Odpowiedź może być tylko jedna: oczywiście, leczyć. Najlepiej zacząć od wizyty u laryngologa, bowiem dla właściwej terapii niezbędny jest dokładny wywiad laryngologiczny. Na jego podstawie specjalista określi metody postępowania. Leczenie chrapania i bezdechu sennego polega na usunięciu przyczyny, czyli defektów i schorzeń upośledzających drożność nosa. Jeśli chrapanie spowodowane jest niezdrowym trybem życia, to sprawa jest oczywista. Zaleca się unikanie napojów alkoholowych, rzucenie palenia, redukcję masy ciała, wystrzeganie się środków nasennych oraz ułożenie na boku w czasie snu. Stosowane są także aparaty wewnątrzustne do leczenia obturacyjnego bezdechu sennego i chrapania, podobne do aparatów ortodontycznych. Pomocna w leczeniu chrapania jest aplikacja pewnych preparatów farmakologicznych, którymi przed snem płucze się jamę ustną. Ich rola polega na zwiększeniu napięcia tkanek miękkich tych części nosogardzieli i jamy ustnej, przez które przechodzi powietrze. Przed snem można zastosować spray do gardła, który zawiera składniki pochodzenia naturalnego o doskonałych właściwościach wzmacniających tkanki miękkie gardła. Istotą działania preparatu jest napięcie podniebienia miękkiego oraz tkanek miękkich gardła zapewniające rozszerzenie dróg oddechowych, co przyczynia się do zmniejszenia drgań tworzących uporczywe dźwięki chrapania.
Jeżeli powodem jest anatomia, nieodzowna może okazać się interwencja chirurgiczna polegająca na poszerzeniu kanału przepływu powietrza i przywróceniu prawidłowej drożności górnych dróg oddechowych.

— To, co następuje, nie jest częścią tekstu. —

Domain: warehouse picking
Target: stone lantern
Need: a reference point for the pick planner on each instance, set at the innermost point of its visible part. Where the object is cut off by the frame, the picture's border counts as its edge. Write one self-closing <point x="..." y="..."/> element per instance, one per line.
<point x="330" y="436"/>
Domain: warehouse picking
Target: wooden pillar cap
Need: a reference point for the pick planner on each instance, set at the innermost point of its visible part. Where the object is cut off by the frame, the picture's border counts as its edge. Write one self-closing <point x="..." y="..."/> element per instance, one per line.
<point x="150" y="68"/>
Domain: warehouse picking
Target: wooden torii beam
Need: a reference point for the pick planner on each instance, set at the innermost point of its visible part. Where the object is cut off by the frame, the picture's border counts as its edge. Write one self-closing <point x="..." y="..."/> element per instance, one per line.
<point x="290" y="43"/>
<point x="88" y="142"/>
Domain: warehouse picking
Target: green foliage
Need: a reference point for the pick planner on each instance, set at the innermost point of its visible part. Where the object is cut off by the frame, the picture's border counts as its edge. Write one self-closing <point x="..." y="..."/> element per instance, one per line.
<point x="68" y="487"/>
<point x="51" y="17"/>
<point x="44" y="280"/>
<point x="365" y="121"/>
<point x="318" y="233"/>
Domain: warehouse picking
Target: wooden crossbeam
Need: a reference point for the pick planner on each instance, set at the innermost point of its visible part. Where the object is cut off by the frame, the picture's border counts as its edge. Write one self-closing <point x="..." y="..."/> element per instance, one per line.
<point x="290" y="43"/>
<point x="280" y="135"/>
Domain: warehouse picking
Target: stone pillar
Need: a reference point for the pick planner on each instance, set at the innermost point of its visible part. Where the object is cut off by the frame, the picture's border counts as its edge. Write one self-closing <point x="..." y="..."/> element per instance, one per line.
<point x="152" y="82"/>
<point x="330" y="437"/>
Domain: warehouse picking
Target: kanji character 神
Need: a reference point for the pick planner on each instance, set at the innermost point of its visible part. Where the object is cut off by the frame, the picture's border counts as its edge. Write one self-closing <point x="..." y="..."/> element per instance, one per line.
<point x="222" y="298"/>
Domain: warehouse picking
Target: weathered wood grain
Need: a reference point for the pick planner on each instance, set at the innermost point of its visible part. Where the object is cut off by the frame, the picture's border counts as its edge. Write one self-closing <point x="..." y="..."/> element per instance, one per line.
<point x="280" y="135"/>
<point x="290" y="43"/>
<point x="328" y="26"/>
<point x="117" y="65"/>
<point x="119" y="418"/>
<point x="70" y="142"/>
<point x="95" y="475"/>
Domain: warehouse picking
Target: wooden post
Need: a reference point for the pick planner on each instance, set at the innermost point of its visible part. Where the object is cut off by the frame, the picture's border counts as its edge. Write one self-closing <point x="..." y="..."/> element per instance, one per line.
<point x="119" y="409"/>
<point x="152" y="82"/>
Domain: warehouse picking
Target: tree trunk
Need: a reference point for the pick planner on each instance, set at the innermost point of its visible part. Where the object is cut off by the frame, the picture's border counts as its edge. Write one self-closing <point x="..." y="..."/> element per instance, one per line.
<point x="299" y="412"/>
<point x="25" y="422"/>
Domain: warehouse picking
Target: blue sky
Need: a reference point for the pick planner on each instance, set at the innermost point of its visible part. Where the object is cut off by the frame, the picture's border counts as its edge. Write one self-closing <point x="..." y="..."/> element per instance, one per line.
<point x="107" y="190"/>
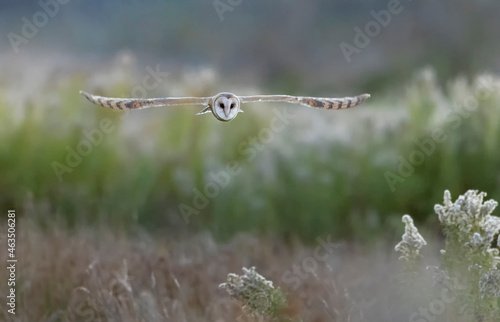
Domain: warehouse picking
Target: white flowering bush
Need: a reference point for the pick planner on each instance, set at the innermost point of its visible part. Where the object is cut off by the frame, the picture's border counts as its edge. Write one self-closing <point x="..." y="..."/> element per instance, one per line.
<point x="258" y="295"/>
<point x="470" y="261"/>
<point x="412" y="241"/>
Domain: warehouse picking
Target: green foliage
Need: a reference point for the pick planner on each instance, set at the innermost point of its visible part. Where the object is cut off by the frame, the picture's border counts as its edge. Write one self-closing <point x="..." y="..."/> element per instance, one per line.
<point x="289" y="185"/>
<point x="470" y="261"/>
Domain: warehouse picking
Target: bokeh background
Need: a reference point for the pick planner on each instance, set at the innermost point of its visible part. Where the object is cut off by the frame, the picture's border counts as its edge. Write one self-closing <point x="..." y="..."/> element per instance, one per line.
<point x="433" y="67"/>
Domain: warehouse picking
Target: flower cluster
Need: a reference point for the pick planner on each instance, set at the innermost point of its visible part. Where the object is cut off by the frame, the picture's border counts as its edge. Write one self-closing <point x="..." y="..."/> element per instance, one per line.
<point x="489" y="283"/>
<point x="257" y="294"/>
<point x="412" y="241"/>
<point x="468" y="222"/>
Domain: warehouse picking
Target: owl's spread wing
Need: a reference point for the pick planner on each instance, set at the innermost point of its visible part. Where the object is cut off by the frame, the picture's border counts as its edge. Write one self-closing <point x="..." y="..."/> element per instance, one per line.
<point x="316" y="102"/>
<point x="139" y="103"/>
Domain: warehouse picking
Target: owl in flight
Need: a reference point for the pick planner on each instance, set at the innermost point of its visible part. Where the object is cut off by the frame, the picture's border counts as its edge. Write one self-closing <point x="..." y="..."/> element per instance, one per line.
<point x="225" y="106"/>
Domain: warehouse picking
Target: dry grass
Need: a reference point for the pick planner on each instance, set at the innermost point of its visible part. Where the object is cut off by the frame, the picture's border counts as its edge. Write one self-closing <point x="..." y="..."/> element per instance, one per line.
<point x="88" y="275"/>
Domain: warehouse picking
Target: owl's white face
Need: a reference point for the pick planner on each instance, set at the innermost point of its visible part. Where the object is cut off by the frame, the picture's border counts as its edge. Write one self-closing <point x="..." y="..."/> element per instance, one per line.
<point x="226" y="106"/>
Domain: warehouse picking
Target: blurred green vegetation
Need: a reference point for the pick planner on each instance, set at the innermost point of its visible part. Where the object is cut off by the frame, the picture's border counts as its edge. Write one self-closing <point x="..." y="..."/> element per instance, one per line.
<point x="291" y="187"/>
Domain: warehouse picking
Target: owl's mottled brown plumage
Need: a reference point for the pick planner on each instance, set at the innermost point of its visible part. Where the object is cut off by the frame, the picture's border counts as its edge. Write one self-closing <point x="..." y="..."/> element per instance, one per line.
<point x="216" y="104"/>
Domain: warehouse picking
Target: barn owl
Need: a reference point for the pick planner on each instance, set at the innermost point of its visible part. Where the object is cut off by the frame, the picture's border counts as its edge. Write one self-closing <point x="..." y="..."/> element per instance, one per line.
<point x="225" y="106"/>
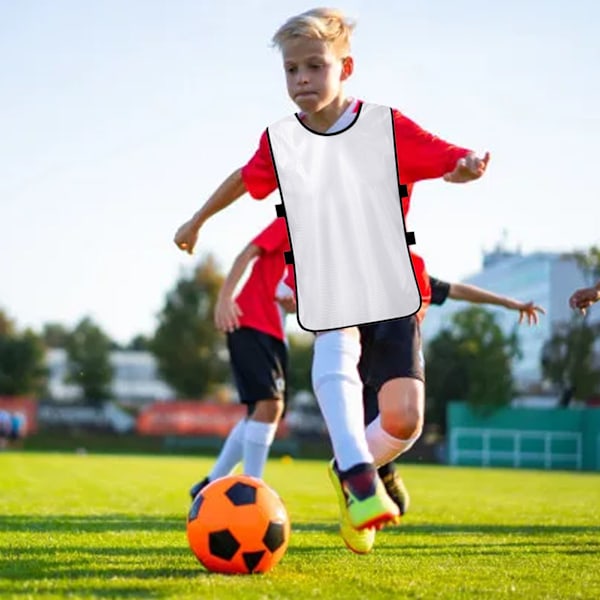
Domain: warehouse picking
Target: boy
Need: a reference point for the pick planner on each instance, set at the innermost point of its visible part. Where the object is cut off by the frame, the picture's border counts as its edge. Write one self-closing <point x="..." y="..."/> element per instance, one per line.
<point x="315" y="49"/>
<point x="258" y="353"/>
<point x="582" y="299"/>
<point x="380" y="360"/>
<point x="12" y="425"/>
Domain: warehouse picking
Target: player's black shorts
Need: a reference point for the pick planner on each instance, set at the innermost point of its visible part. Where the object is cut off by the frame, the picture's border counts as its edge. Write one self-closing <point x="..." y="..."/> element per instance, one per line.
<point x="391" y="349"/>
<point x="259" y="365"/>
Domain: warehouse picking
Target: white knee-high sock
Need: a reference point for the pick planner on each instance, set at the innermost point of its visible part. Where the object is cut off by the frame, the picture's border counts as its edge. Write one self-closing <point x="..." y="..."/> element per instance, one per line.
<point x="258" y="438"/>
<point x="231" y="453"/>
<point x="383" y="446"/>
<point x="338" y="388"/>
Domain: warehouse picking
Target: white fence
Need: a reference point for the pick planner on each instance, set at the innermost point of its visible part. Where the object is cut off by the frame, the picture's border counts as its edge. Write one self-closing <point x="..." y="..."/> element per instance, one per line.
<point x="535" y="449"/>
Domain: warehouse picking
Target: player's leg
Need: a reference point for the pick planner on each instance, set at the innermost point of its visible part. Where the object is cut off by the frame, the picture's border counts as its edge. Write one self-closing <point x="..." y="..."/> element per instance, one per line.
<point x="337" y="386"/>
<point x="269" y="384"/>
<point x="258" y="365"/>
<point x="394" y="395"/>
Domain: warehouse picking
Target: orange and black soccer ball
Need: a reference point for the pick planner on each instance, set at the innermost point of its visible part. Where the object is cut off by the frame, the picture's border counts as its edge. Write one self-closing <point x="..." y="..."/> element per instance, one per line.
<point x="238" y="524"/>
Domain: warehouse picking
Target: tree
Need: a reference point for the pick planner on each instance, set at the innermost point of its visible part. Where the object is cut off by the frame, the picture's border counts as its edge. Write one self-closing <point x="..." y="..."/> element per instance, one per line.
<point x="22" y="365"/>
<point x="569" y="360"/>
<point x="88" y="361"/>
<point x="470" y="361"/>
<point x="189" y="350"/>
<point x="299" y="363"/>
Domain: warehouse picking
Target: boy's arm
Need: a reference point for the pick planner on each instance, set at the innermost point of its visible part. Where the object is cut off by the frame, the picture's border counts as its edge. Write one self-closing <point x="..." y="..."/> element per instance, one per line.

Specjalista określa miejsca, które mogą stanowić przeszkodę w czasie oddychania. Kolejnym elementem diagnostyki jest badanie zaburzeń oddychania w czasie snu. Może to być badanie polisomnograficzne lub nowocześniejsze badanie apnografem. Polega na całonocnym monitorowaniu parametrów pacjenta, ich zapisywaniu i analizie. Ocenia się ilość bezdechów i spłyconych oddechów na godzinę, pracę serca, stopień jego niedotlenienia i głośność chrapania. Dodatkową zaletą apnografu jest identyfikacja miejsca ewentualnego zwężenia w drogach oddechowych, co pomaga kwalifikować pacjentów do zabiegów chirurgicznych lub do leczenia nieoperacyjnego.